The examples above, together with Chuang Tzu's obvious delight in parable, fantasy, and poetry invite the common hypothesis that, in the West, he would be a romantic--suspicious of direct, reasoned, logical discourse in favor of the more "emotional" arts. At least, one should eschew "intellectual" activities. That he is critical of Hui Shih, the alleged logician, supports this reading. The problem is that Chuang Tzu's parallels his comments about Hui Shih with similar comments about a lute player. Furthermore, the criticism does not seem to be the activity, but the search for absolute know-how. Chuang Tzu's "criticism" is that in being good at X, these paradigms of skill are miserably inept at Y. This is another example of ch'eng (completion) which Chuang Tzu argues is always accompanied by hui (defect).

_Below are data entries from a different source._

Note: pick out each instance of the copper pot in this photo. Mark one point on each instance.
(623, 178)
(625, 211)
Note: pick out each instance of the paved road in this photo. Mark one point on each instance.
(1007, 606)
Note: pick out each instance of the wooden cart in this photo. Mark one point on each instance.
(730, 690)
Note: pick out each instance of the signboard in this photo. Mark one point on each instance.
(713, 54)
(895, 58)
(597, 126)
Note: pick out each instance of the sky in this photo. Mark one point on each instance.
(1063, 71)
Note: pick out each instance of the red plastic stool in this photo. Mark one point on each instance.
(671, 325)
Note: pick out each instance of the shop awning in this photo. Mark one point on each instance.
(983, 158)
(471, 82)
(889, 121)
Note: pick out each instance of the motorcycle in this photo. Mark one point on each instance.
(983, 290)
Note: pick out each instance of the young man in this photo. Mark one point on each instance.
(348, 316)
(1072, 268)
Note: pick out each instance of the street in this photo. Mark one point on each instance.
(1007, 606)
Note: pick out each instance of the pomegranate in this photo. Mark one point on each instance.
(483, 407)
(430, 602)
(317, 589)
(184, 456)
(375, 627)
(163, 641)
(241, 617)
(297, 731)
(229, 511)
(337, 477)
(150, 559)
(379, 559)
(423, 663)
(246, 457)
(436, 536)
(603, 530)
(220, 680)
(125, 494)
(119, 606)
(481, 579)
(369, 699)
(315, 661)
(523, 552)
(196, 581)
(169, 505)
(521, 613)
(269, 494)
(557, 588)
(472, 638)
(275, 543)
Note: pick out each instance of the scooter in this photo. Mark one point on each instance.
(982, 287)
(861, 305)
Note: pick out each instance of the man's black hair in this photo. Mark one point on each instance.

We may achieve this absorption in performance by achieving skill at any tao--dancing, skating, playing music, butchering, chopping logic, lovemaking, skiing, using language, programming computers, throwing pottery, or cooking. At the highest levels of skill, we reach a point where we seem to transcend our own selfconsciousness. What once felt like a skill developing inside us, begins to feel like control from the natural structure of things. Our normal ability to respond to complex feedback bypasses conscious processing. In our skilled actions, we have internalized a heightened sensitivity to the context.
These reflections lead us to a problem with "achieve tao mastery" as a prescription. I shall argue that the problems are both textual and theoretical. On other places, (as we noted above) Chuang Tzu is more equivocal about the value of mastery. Any mastery, Chuang Tzu notes, must leave something out. Most particularly, to master any skill is to ignore others. Chuang Tzu remarks that masters are frequently not good teachers. They fail to transmit their mastery to their sons or disciples.
Chuang Tzu directs our attention to this problem with the glorification of total skill dedication and mastery. We trade any accomplishment at one skill for ineptitude at some other thing. The absent minded professor is our own favorite parody. If the renowned practitioners have reached completion, he says, then so has everyone. If they have not, then no one can. From the hinge of ways perspective, we no more value the world's top chess player than the world's finest jack of all trades. We need not read Chuang Tzu as advocating specialization per se.
Thus the three parts in Chuang Tzu's dao pull in separate directions and we must treat each as tentative and conditional. The flexibilty advice seems hard to follow if we also accept convention and work for single-minded mastery. That, in the end, may the message of perspectivalism. We have limits, but we might as well get on with it.